Un ejemplar similar de entre ocho y diez metros de altura sustituirá a la emblemática palmera de Huelva. Será una palmera datilera (Phoenix dactylifera). Una delegación del Servicio Municipal de Parques y Jardines se desplazó este fin de semana a Elche, "donde están los mayores viveros de palmeras de España", para seleccionar el ejemplar adecuado.

Se opta por un ejemplar "macho" para que no dé dátiles evitando con ello peso en la copa, una palmera de buen porte, de entre ocho y diez metros de altura. Los técnicos del Servicio Municipal de Parques y Jardines la han examinado de manera minuciosa para comprobar que esté en buen estado de salud, que no tengan lesiones, patógenos ni estrangulamiento en el tronco que pueda debilitarla.

La nueva palmera se plantará en el mismo lugar de la centenaria, talada el pasado 4 de noviembre, pero será después de Navidad. Se desmontará el parterre, se quitará el tocón y posteriormente se procederá a la desinfección del suelo. Según destacan desde el Ayuntamiento de Huelva, la emblemática palmera "tenía hongos y patógenos, que permanecen en el suelo", por lo que hay que aplicarle un tratamiento de desinfección al suelo con el objetivo de que éste quede "libre de hongos y de patógenos".

La nueva palmera permanecerá en el vivero de Elche hasta que se vaya a plantar en el céntrico espacio público onubense, que se calcula que será a mediados del próximo mes de febrero. Se ha considerado no trasladarla hasta entonces a Huelva para no tener que moverla más de lo necesario, ya que traerla ahora supondría llevarla al vivero de Huelva para después transportarla a la Plaza de la Palmera. El nuevo ejemplar se trasladará desde Elche, una vez que todo esté preparado para su plantación, en un "transporte especial" para que no sufra ningún daño durante el recorrido. 

También está previsto, según indicó en su día la alcaldesa de Huelva, Pilar Miranda, instalar un monumento que recuerde a la centenaria palmera, con una reseña histórica. Según subrayó Miranda, la tala de la emblemática palmera, de casi 130 años de antigüedad y 25 metros de altura, “era la única opción que quedaba, después de muchos informes”. Indicó que “la seguridad de las personas está antes que nada y hay que escuchar a los profesionales”. El monumento se colocará tras la remodelación que está previsto acometer en el espacio público, con la que se rematarán las obras de peatonalización de la zona centro de la capital onubense.
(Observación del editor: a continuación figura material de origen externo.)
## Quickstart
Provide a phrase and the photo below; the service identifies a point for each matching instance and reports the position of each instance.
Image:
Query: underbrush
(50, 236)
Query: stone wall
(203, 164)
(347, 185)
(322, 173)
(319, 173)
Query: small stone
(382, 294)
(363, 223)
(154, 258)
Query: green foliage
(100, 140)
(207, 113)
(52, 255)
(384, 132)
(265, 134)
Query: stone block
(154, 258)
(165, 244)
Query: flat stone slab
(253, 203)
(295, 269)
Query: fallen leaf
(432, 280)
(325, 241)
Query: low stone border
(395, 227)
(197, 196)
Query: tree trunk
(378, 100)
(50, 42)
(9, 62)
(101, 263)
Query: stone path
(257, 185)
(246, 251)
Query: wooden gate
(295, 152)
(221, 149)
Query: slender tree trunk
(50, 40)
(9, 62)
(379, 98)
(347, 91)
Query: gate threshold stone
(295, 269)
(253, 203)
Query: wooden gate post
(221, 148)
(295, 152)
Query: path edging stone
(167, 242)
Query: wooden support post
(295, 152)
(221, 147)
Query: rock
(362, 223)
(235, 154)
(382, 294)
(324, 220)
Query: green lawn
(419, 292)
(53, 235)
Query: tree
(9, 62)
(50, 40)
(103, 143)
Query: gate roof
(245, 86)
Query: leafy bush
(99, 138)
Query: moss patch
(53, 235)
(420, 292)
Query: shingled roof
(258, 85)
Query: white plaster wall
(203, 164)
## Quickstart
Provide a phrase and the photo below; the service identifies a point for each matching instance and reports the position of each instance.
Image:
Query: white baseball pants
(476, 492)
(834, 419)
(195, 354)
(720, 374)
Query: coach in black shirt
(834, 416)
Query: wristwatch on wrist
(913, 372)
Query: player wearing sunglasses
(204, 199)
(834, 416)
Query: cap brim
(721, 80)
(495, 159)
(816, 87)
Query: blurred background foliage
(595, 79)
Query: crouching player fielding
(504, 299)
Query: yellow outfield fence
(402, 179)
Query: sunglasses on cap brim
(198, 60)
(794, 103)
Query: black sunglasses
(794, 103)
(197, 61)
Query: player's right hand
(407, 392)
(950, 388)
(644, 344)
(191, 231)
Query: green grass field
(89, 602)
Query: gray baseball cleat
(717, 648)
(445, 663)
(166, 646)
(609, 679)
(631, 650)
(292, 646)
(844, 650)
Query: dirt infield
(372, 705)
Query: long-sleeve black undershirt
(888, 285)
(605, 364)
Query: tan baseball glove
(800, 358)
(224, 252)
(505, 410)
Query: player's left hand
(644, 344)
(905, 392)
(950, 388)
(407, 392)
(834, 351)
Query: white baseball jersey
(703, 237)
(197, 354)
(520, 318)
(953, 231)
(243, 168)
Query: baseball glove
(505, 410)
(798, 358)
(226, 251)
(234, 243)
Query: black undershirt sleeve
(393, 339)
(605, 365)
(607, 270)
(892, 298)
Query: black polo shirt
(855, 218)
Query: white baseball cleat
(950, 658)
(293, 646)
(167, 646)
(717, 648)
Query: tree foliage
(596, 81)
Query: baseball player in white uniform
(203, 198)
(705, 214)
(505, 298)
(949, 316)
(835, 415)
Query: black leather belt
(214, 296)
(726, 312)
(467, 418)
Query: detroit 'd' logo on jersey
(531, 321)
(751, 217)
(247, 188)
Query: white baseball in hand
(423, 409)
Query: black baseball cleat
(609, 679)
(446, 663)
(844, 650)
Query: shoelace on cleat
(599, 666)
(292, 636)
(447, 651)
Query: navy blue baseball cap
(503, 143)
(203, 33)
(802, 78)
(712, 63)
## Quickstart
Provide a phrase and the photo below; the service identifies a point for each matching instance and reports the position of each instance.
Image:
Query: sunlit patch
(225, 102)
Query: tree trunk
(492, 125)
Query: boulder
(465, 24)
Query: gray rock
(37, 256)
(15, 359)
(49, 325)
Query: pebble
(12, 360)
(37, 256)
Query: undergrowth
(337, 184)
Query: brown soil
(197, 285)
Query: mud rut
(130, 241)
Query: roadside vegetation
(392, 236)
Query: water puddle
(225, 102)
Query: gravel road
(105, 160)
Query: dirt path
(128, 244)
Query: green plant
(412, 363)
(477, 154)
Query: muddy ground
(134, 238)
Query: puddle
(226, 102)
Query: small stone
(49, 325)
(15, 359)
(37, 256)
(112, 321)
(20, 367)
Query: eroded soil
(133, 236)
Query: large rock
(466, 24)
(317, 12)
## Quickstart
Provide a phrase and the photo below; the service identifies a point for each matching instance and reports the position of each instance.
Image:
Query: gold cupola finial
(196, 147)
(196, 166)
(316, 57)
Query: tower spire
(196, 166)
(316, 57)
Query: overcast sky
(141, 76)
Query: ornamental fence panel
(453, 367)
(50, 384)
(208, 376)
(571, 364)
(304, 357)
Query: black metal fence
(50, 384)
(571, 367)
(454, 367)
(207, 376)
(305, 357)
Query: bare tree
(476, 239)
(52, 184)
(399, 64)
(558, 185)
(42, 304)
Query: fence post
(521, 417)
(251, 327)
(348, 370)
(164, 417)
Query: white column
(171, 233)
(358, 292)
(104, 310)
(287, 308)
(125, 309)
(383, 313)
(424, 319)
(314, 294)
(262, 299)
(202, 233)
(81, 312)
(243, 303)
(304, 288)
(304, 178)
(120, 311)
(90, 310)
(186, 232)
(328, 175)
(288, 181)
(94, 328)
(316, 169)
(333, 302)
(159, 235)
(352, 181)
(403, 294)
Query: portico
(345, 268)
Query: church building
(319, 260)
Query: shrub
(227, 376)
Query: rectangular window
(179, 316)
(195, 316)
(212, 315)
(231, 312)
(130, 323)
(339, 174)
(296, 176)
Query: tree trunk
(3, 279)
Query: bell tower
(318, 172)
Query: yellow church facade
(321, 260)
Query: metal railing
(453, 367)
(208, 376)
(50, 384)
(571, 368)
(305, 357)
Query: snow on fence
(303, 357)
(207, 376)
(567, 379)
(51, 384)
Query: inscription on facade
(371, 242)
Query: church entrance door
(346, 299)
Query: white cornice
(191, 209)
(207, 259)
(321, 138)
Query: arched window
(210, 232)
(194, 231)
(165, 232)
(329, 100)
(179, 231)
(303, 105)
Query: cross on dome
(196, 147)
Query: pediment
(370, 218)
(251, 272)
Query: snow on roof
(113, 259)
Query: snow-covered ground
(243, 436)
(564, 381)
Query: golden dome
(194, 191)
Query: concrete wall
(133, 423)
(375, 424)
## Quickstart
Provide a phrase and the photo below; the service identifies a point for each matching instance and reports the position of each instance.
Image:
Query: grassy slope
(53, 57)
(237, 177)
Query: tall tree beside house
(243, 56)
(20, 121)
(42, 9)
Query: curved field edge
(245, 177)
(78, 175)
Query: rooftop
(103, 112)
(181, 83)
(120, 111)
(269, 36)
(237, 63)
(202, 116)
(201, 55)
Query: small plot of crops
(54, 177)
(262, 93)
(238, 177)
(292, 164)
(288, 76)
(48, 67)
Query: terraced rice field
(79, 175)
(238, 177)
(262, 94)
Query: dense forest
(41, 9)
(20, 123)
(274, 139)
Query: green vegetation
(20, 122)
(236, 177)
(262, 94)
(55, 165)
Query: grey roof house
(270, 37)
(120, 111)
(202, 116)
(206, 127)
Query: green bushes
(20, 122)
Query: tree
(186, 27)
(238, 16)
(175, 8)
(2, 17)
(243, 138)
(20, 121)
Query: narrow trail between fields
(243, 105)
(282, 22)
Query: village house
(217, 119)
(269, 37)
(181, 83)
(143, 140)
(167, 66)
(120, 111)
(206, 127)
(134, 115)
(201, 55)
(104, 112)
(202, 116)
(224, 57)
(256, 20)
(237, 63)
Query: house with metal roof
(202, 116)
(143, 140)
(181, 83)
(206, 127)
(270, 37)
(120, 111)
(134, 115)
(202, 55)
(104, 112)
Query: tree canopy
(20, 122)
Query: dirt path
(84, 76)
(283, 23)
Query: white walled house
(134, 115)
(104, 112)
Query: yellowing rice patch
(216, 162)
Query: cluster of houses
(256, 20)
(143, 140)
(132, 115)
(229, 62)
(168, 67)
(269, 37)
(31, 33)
El pasado 4 de noviembre Huelva perdió una seña de identidad y símbolo de resistencia ante la borrasca Bernard, que derribó a su paso por la ciudad más de un millar de árboles. Contra todo pronóstico, la centenaria palmera resistió las fuertes e intensas rachas de viento, aguantó las embestidas del temporal,pero finalmente fue talada.Durante sus cerca 130 años de vida, la palmera datilera hizo frente a numerosas tempestades y climatología adversa e incluso sobrevivió a un incendio, la frondosa enredadera que cubría su tronco fue pasto de las llamas. También sobrevivió a la acción devastadora del picudo rojo. Este insecto acabó en la primera década de este siglo con numerosos ejemplares en la urbe pero no pudo con ella.

Considerada un elemento de interés de la ciudad y contemplada así en el Catálogo de Edificios y Elementos de Interés del Plan General de Ordenación Urbana (PGOU), nada hacía presagiar cuando este ejemplar fue plantado en un contexto totalmente familiar, que su imagen iba a estar estrechamente unida al devenirde la capital onubense. Tal y como se recoge en la ficha del Catálogo General de Bienes Culturales del Municipio de Huelva, la palmera procedía de una de las casas derribadas para la urbanización de la plaza, remodelación urbanística acometida en 1909, y este singular ejemplar arbóreo quedó como elemento decorativo del espacio público.

La plaza se convirtió en lugar de encuentro de varias generaciones de onubenses, la popularidad de la palmera, a lo que contribuyó su céntrica ubicación, llevó a que el espacio público, denominado en un principio como la Plaza del Bacalao y posteriormente Quintero Báez, fuese más conocido como la Palmera.